Because long searches are common, CONGEN can periodically save the state of a search in a checkpoint file and restart the run from such a point. In addition, the status of the run can be periodically written to a file which can be typed by the user as the program is executing.

When CONGEN performs a search, it initializes the positions of all
atoms involved in the degrees of freedom. This prevents collisions between
newly constructed atoms and their prior positions if any. If you are
planning several sequential searches, then you should initialize
the position of all the atoms involved (using a `COOR INIT` command,
see Function of Coordinate Manipulations).

In some cases, it is desirable to repeat a search over a particular degree of freedom. For example, consider the problem of finding structures which satisfy a set of NMR constraints. Because many of the constraints involve sidechain atoms, it is desirable to search sidechains after each backbone. However, since constraints bridge across multiple sidechains, it is desirable to rebuild all the sidechains after each new one is added. CONGEN will support this type of operation in general by examining if atoms in one degree of freedom are reconstructed by a later degree of freedom. If so, then these “overlapping” atoms will be removed just prior to the sampling of any degree of freedom which generates new atomic positions. Note that this approach can be quite inefficienct, but it might be improved if this capability proves to be useful.
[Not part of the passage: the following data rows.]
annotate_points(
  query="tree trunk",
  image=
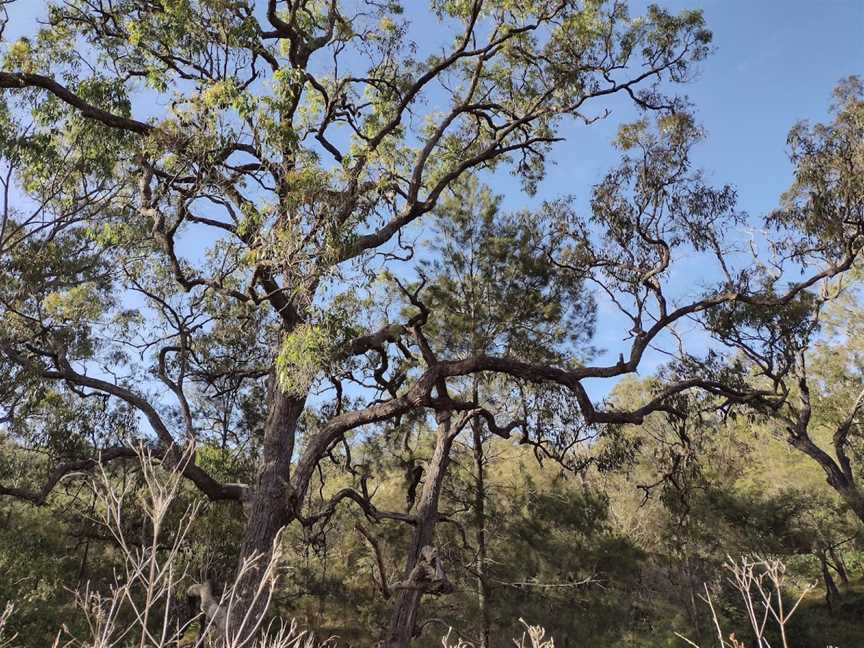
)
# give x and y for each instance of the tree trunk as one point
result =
(480, 523)
(839, 565)
(403, 621)
(832, 594)
(267, 511)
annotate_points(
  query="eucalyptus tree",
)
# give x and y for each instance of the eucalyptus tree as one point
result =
(200, 195)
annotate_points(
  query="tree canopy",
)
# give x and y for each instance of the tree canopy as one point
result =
(258, 234)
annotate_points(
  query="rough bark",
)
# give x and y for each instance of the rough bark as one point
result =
(268, 510)
(403, 621)
(480, 526)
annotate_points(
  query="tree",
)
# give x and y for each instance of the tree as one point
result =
(212, 267)
(779, 345)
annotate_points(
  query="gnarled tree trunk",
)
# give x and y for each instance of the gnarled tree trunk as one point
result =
(403, 623)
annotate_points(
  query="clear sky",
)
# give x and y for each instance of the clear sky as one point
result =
(775, 62)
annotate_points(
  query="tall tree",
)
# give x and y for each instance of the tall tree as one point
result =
(205, 265)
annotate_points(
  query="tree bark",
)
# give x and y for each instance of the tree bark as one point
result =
(832, 594)
(403, 620)
(480, 523)
(268, 510)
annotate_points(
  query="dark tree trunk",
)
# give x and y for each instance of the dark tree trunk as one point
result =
(480, 523)
(832, 594)
(268, 510)
(403, 621)
(839, 565)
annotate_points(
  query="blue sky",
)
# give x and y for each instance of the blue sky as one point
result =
(775, 62)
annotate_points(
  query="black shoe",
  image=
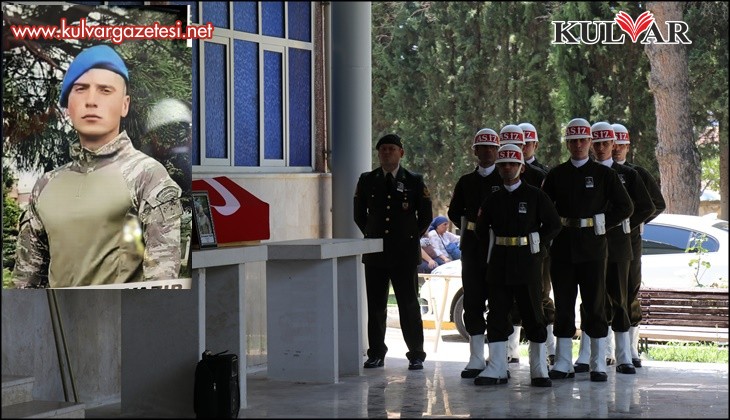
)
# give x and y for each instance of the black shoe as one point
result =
(599, 377)
(556, 374)
(373, 362)
(415, 364)
(483, 380)
(470, 373)
(581, 367)
(626, 368)
(541, 382)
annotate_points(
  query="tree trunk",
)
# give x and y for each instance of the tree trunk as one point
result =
(723, 169)
(676, 151)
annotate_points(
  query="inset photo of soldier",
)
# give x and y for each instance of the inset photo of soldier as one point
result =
(96, 149)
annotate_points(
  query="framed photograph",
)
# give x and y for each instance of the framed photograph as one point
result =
(203, 220)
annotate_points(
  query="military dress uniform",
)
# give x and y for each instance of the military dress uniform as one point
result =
(514, 273)
(108, 216)
(620, 255)
(579, 255)
(619, 247)
(655, 193)
(470, 191)
(548, 306)
(398, 211)
(533, 176)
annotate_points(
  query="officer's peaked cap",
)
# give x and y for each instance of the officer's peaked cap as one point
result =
(96, 57)
(389, 139)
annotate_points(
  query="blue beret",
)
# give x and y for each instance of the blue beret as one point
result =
(96, 57)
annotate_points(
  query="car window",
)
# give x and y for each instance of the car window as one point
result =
(659, 239)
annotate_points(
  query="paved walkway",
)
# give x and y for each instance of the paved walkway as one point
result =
(658, 390)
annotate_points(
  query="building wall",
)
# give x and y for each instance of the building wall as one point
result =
(91, 324)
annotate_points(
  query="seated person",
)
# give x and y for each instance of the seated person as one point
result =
(429, 260)
(445, 243)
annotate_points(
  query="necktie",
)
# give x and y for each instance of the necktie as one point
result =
(389, 181)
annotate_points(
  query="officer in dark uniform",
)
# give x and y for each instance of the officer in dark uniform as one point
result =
(532, 142)
(523, 220)
(394, 204)
(513, 134)
(619, 253)
(590, 200)
(620, 150)
(468, 194)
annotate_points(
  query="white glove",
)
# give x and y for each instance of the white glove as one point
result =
(599, 224)
(534, 239)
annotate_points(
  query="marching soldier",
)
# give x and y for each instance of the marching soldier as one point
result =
(548, 306)
(620, 150)
(619, 254)
(513, 134)
(523, 220)
(127, 197)
(590, 200)
(469, 192)
(394, 204)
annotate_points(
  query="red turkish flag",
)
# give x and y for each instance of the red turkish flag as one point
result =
(238, 215)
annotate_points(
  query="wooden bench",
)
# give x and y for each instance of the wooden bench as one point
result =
(699, 314)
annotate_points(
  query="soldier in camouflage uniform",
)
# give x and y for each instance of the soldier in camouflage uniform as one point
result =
(112, 214)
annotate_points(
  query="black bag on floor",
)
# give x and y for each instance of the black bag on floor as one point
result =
(217, 386)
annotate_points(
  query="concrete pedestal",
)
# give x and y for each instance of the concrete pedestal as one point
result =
(164, 332)
(314, 290)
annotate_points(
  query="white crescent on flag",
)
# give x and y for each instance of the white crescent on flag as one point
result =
(231, 202)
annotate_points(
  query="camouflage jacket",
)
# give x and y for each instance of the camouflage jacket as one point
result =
(109, 216)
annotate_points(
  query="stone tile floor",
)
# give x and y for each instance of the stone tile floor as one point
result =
(658, 390)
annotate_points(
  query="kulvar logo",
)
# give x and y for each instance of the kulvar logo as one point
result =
(644, 30)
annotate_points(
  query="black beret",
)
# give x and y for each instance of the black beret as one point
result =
(389, 139)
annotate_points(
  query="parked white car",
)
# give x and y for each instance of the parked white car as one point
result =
(665, 263)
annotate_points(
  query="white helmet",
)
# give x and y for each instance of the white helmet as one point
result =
(577, 128)
(510, 153)
(485, 137)
(622, 134)
(511, 134)
(602, 131)
(530, 132)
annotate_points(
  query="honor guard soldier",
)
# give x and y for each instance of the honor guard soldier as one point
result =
(531, 144)
(112, 214)
(523, 220)
(620, 150)
(590, 199)
(512, 134)
(619, 257)
(470, 190)
(394, 204)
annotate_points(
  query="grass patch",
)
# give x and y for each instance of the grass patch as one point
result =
(687, 352)
(674, 351)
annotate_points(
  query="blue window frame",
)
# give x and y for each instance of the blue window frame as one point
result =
(253, 87)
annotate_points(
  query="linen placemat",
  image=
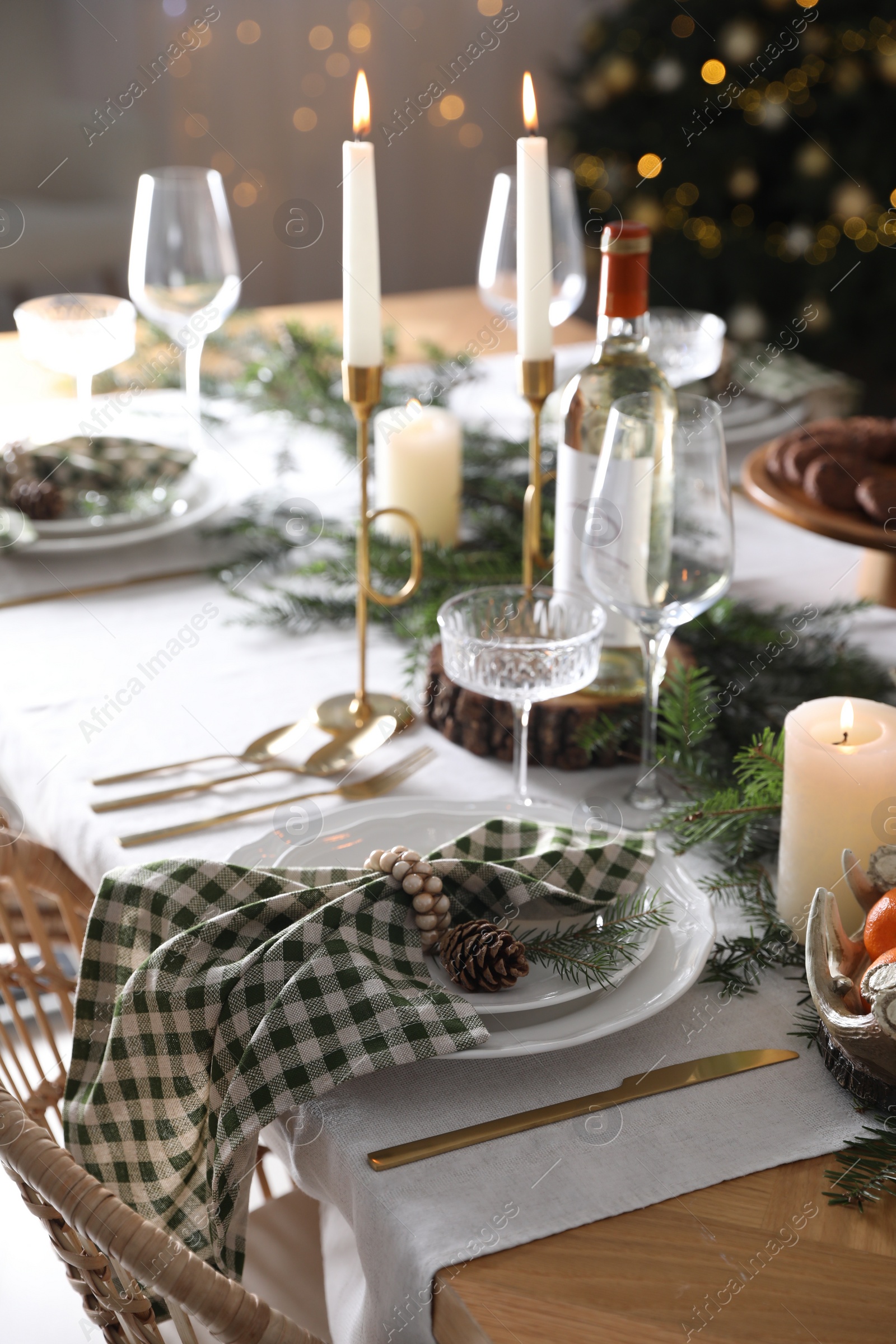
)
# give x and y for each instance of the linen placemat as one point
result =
(214, 998)
(386, 1234)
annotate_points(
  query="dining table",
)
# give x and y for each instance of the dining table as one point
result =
(606, 1257)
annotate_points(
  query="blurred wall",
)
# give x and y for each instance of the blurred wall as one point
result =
(264, 71)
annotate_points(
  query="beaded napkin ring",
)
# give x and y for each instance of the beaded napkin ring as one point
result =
(416, 877)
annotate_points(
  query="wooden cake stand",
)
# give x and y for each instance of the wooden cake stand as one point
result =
(878, 572)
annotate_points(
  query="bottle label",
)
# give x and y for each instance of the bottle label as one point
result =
(575, 479)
There is a limited capability to treat part of the molecule as a rigid
body while other parts are being searched. The backbone and sidechain
degrees of freedom both have `FIX` options, see Backbone Degree of Freedom, and Sidechain Degree of Freedom, which specify that
atoms be constructed with the same bond lengths, bond angles, and
torsion angles that they had when the `CONGEN` command was
invoked. This can be used to explore how two domains interact with one
another when a linker joining them is flexible.

It is possible to include a cavity formation term in the energy function used by the conformational search. See Gepol Command, for more information.

[1] For example, the van der Waals avoidance in the sidechain construction will adjust a chi angle selection until a close contact is avoided. Also, the chain closure procedure generates torsion angles over the complete domain of angles. In addtion, backbone and sidechain degrees of freedom can construct atoms using fixed torsion angles.